Things are different in 2012. The U.S. faces a realistic chance of losing in the medal round, although one can safely bet the mortgage on nothing less than silver. If Spain, which sandbagged through an exhibition loss to LeBron James and the gang, tightens up its substitution patterns and actually uses all the parts at its disposal (read: Marc Gasol), the U.S. could face a stiff test for gold.
As a result, it has become less common to see a scene like Tuesday's, where the postgame handshake looks a lot like those autograph sessions designed to draw customers to the new sports card store at that crappy neighborhood mall nobody goes to anymore. When a team actually believes it can win, or at least thinks it can make the game interesting, a double-digit beatdown is no longer enjoyable.
But Tunisia had no shot, and everyone knew it. The Tunisians received deserved praise for keeping the game as close as they did for as long as they did. This was a 46-33 game at halftime and there was never any real danger of the U.S. covering the 55-point spread. A loss is a loss, except when a loss is a moral victory.
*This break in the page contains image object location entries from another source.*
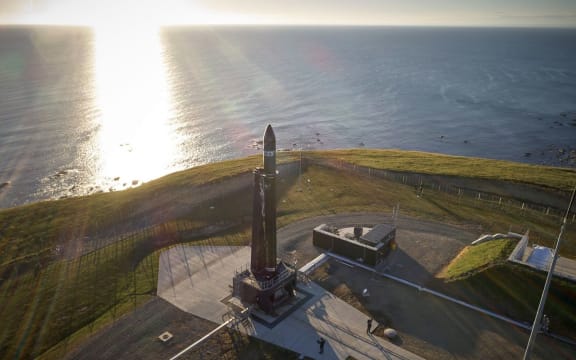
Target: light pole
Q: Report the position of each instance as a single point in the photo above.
(537, 320)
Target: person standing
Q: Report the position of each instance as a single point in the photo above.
(321, 342)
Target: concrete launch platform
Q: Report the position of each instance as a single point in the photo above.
(198, 280)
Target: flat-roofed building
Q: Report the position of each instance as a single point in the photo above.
(366, 244)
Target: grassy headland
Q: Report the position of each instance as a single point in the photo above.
(52, 292)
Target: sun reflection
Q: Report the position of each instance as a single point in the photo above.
(136, 142)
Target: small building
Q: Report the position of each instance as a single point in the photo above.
(369, 245)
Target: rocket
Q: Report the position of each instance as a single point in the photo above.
(263, 256)
(270, 199)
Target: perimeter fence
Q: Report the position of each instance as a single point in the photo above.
(424, 184)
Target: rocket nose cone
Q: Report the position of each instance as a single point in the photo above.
(269, 138)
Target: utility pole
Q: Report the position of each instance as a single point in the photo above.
(536, 325)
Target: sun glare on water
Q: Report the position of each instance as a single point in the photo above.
(135, 142)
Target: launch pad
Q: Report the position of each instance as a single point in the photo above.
(269, 283)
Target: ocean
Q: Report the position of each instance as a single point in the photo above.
(83, 110)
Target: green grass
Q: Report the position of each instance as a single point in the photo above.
(476, 258)
(514, 291)
(60, 302)
(439, 164)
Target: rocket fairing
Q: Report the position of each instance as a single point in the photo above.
(269, 151)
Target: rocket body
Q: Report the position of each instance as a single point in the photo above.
(269, 178)
(263, 261)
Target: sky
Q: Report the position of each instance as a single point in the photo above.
(524, 13)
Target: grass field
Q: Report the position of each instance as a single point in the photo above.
(47, 301)
(476, 258)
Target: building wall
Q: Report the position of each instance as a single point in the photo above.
(353, 250)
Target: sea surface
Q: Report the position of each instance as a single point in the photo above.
(84, 110)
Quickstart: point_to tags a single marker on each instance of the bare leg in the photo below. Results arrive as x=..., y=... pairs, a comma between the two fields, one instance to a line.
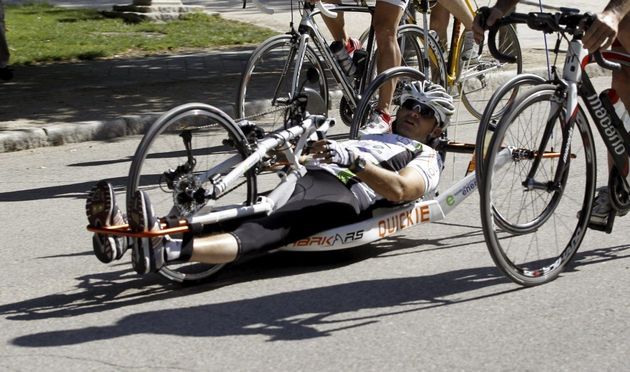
x=336, y=26
x=385, y=21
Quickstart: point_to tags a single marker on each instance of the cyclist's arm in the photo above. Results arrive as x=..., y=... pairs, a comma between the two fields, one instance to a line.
x=604, y=29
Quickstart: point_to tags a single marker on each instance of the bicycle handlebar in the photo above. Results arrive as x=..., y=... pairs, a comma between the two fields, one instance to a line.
x=568, y=20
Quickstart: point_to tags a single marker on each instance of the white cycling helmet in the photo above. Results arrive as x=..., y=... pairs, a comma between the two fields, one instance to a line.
x=432, y=95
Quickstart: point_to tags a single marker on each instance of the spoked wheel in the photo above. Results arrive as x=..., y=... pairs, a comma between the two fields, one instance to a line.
x=500, y=101
x=397, y=76
x=265, y=89
x=481, y=77
x=533, y=227
x=175, y=163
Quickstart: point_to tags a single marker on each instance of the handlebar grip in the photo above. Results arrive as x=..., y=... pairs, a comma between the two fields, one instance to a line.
x=322, y=8
x=602, y=62
x=262, y=7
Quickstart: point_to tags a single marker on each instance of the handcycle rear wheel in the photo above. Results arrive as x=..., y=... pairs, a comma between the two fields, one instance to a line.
x=170, y=162
x=264, y=93
x=533, y=232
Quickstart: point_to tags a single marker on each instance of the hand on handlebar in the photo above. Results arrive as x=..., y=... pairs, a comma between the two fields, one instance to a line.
x=485, y=18
x=602, y=33
x=329, y=151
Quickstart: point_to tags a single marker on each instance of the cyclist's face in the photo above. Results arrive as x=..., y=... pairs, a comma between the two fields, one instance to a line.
x=412, y=124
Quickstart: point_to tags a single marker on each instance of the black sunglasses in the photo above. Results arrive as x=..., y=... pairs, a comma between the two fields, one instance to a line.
x=425, y=111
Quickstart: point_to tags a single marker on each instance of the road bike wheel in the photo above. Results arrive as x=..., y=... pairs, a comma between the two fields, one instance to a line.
x=264, y=90
x=369, y=101
x=533, y=232
x=480, y=78
x=171, y=165
x=500, y=101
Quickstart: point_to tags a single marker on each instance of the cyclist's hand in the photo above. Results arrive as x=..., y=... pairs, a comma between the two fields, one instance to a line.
x=602, y=32
x=478, y=28
x=329, y=151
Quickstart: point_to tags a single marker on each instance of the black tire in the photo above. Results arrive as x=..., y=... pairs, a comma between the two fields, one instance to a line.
x=532, y=233
x=158, y=167
x=266, y=83
x=369, y=101
x=500, y=101
x=479, y=79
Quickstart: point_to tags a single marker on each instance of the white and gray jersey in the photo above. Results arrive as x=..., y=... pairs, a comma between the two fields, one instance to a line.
x=392, y=152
The postgame autograph session could have generated either amusement or disgust for observers. On one hand, a jingoist might find it cute that those hopeless Tunisians just want a souvenir from that time they got whooped by the awesome Americans. On the other hand, a competitive purist might consider it a mockery of the game to collect a remembrance of that time they got schooled.
Yet as every Olympic athlete who does not win a medal loves to remind us, the spirit of the Games lies in the honor of representing one's country. For the Tunisian men's basketball team, the only squad in the tournament without a current or former NBA player on its roster, that mission was accomplished. Right below "represent my country" on the to-do list of any Tunisian basketball player should have been, "watch greatness up close and enjoy the heck out of it."
The "Dream Team" idea might be old to a lot of us who remember the previous iterations. NBA commissioner David Stern, who owes a lot to the 1992 team in building the international interest in the game that exists today, apparently is bored of it himself. For many of the players participating in this year's games, though, the notion is as fresh as it was when Larry Bird, Magic Johnson and Clyde Drexler took the floor together in 1992. Youssef Gaddour, the youngest member of the Tunisian roster, was two years old then. Telling him this year's U.S. team is no big deal because the 1992 team was better is like telling me that Cal Ripken Jr. becoming baseball's new iron man was no big deal because Lou Gehrig played his consecutive games streak while compiling an average of 379 total bases per season. Maybe the one I witnessed was not as great as the first one, but it was still pretty cool.
If Gaddour wants Bryant's autograph, I say, "Ask away, Youssef." Not everybody gets the chance to get his clock cleaned by a bunch of all-time greats.